Year Of Metal #101: Rope Sect - Personae Ingratae
Recently, after having seen their name all over the place (on t-shirts especially), I listened to the most recent album by Sleep Token, one of the biggest acts in modern metal. They’re a band with a mythology, including a fictional backstory invoking a made up deity, complex costumes, and identities that remain shrouded. All of that is right up my street, but the music absolutely doesn’t merit it. That is to say, I absolutely hated it. It’s Imagine Dragons-ified metal, a ridiculous amount of pomp and lame funk affectations, cringey boring lyrics, going on forever, properly embarrassing. Hated it. Hated it.
I bring all that up not just to vent but because Germany’s Rope Sect have a loosely comparable approach to their brand. They too have a theme (theirs being: ropes), commitment to a bit, and they operate under anonymity. Unlike Sleep Token, though, what I’ve heard from them, particularly this 2017 debut record, is outstanding. There’s scope for debate as to whether this comes under metal - it’s more harsh post-punk than anything - but I’ve seen them reviewed on a couple of metal sites and they can certainly turn it up a notch, so we’ll go with it.

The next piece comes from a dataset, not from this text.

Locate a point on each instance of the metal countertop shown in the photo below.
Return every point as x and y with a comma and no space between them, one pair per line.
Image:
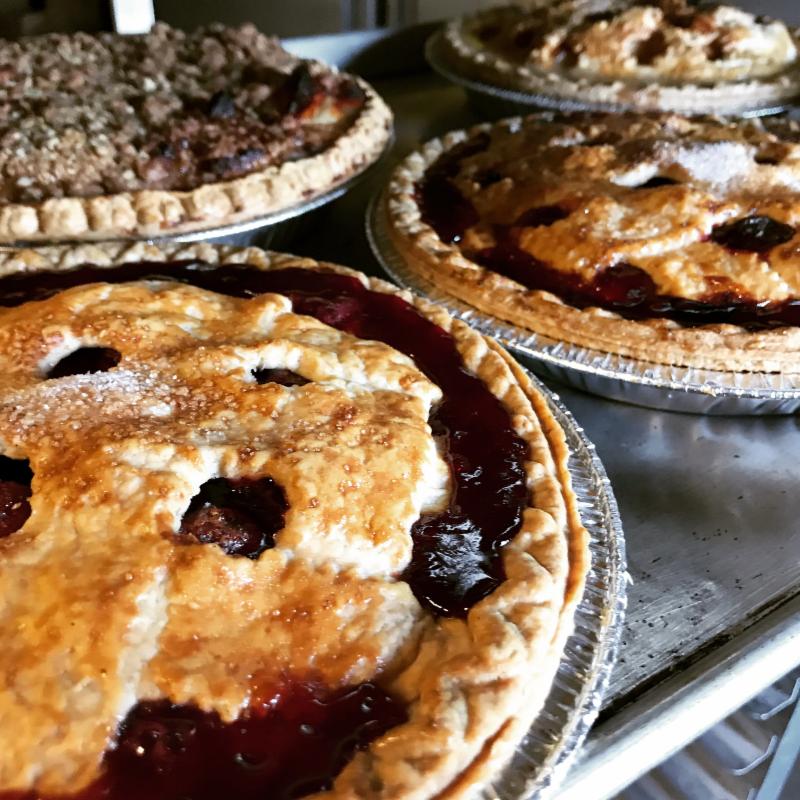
709,511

This LP’s not even half an hour long but it’s as dense and evocative as anything I’ve heard in a while. Whoever the shrouded members really are, all of them establish their identities from the off. The drums in particular are so heavy, walloping and bashing to add massive energy to opener “Fallen Nation”. The guitars are especially post-punk coded, but with a sharp, aggressive tone that sets them apart from the pack (I could whine about modern post-punk till the cows come home, but this record is a reminder of how fucking class the rather nebulous genre can be when it’s done right). And the vocals are perfectly disaffected in an unmistakably central European fashion. At several points I’m reminded of another odd, unclassifiable rock act I like quite a lot, Iceland’s Dead Skeletons. The singer’s often submerged in the noise of the mix, swamped in reverb, but not about to raise his voice to be heard, like he’s preaching doom from the back of the church hall.
Whether or not this is metal strictly speaking, when they want to they can put out something a lot gnarlier than the old school stuff we’ll happily throw up the devil horns to. “King Of The Night” is the most harsh cut on offer, with scraping, acidic chords and a relentless, thumping, crash-heavy beat. They can riff out, too - “Death Is Your Lover” has a colossal lead line, gloomy but muscular, like a more self reflective Stone Temple Pilots.
My favourite track of the lot is “Pretty Life”, which is maybe the least metal of the lot, but I love everything they’re doing here. The guitars almost sound Western-like. It could be the soundtrack for a gruelling trek across a lifeless, sunbleached desert, and the sudden lurching drums add another layer of drama to it. There’s not a lot of shape to this one, just layers of gothy cowboy shit tumbling over and over. This isn’t a great album for guitar heroics, but they almost forget themselves, tearing into two bars of what could have been a pretty ripping solo, before they remember the kind of band they are and shape back into those sinister, fried riffs.
For so many reasons I can’t see this lot breaking through like Sleep Token have, but it’s fair to say this music wouldn’t and shouldn’t be at home in the arenas the British act have somehow found themselves playing in. Aesthetic and vibe are all well and good but you’ve got to be able to back it up, and this record goes beyond shallow artifice and into something with real power.